Book reviews, Comments, Culture, In Focus

Vibrant matters

Two philosophical perspectives are at play in the novel “The book of form & emptiness”, informing Ruth Ozeki’s telling of a story about a young boy, Benny, whose father dies in a meaningless accident.

 

Ruth Ozeki. Photo by Kris Krug /Flickr. Creative Commons LIcense.

Sean Sheehan

 

Benny and his mother Annabelle are left to cope with their grief, with Benny hearing voices from birds and inanimate objects while Annabelle struggles with job security, low self-esteem and a tendency to hoard stuff in their house.

One suspects the author has read Jane Bennett’s exposition of  ‘vital materiality’ in “Vibrant Matter”, a marvellous treatise that pushes back against anthropocentrism by blurring the distinction between living and non-living things. Ozeki makes a book -and by implication her own novel- a character who explains how before the Anthropocene and even further back, before humans began to colonize and instrumentalize nature, there was just matter. In the absence of hierarchies and hegemonies, everything mattered and Benny is receptive to this dimension of entangled being as an alive assemblage.

Social services staff, however, can only see a boy traumatized by his father’s death, adding to Annabel’s difficulties.

Zen Buddhist thoughts also percolate through the novel and their putative healing powers find expression in the value of decluttering.

Annabel emails a fictional Japanese writer of a self-help book on the subject and, while Marie Kondo immediately comes to mind, Ozeki injects some punch into the topic with this description of its approach: The little book was woke to the fucked-updness of carbon-based consumer capitalism… A person’s clutter wasn’t the result of laziness, procrastination… It was a socioeconomic and even philosophical problem. One of Marxian alienation and commodity fetishism.”

This sounds good but the novel is better at saying than showing it and is itself in need of some decluttering.

Mundane events are laboriously charted, the tone verges on the preachy at times and some of the narrative’s set scenes feel programmed to appear where they do. But when her prose is trimmed down, Ozeki’s writing can soar and reach poetic heights.

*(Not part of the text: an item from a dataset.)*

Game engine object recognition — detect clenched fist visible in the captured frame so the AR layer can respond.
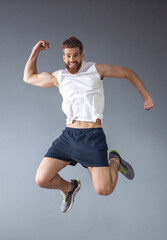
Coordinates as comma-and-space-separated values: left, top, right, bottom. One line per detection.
32, 40, 50, 52
144, 95, 154, 110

Towards the end of the story, Benny’s eco experience of vibrant matter becomes visionary (inspired perhaps by the dying words of Rutger Hauger’s character in Blade Runner):

Photo: Pixabay

“Container ships glittering on a moonlit night off the coast of Alaska.

Pyramids of sulphur, rising yellow in the mist. The plundered moon

and all its craters; globes and stars and asteroids; a jet-black crow with

a diamond tiara… Fires rage as the redwoods burn; and in the deep

ocean, a pilot whale carries her dead baby on its nose, while sea turtles

weep briny tears into nets of plastic.”

“The book of form & emptiness”, by Ruth Ozeki, is published by Cannongate.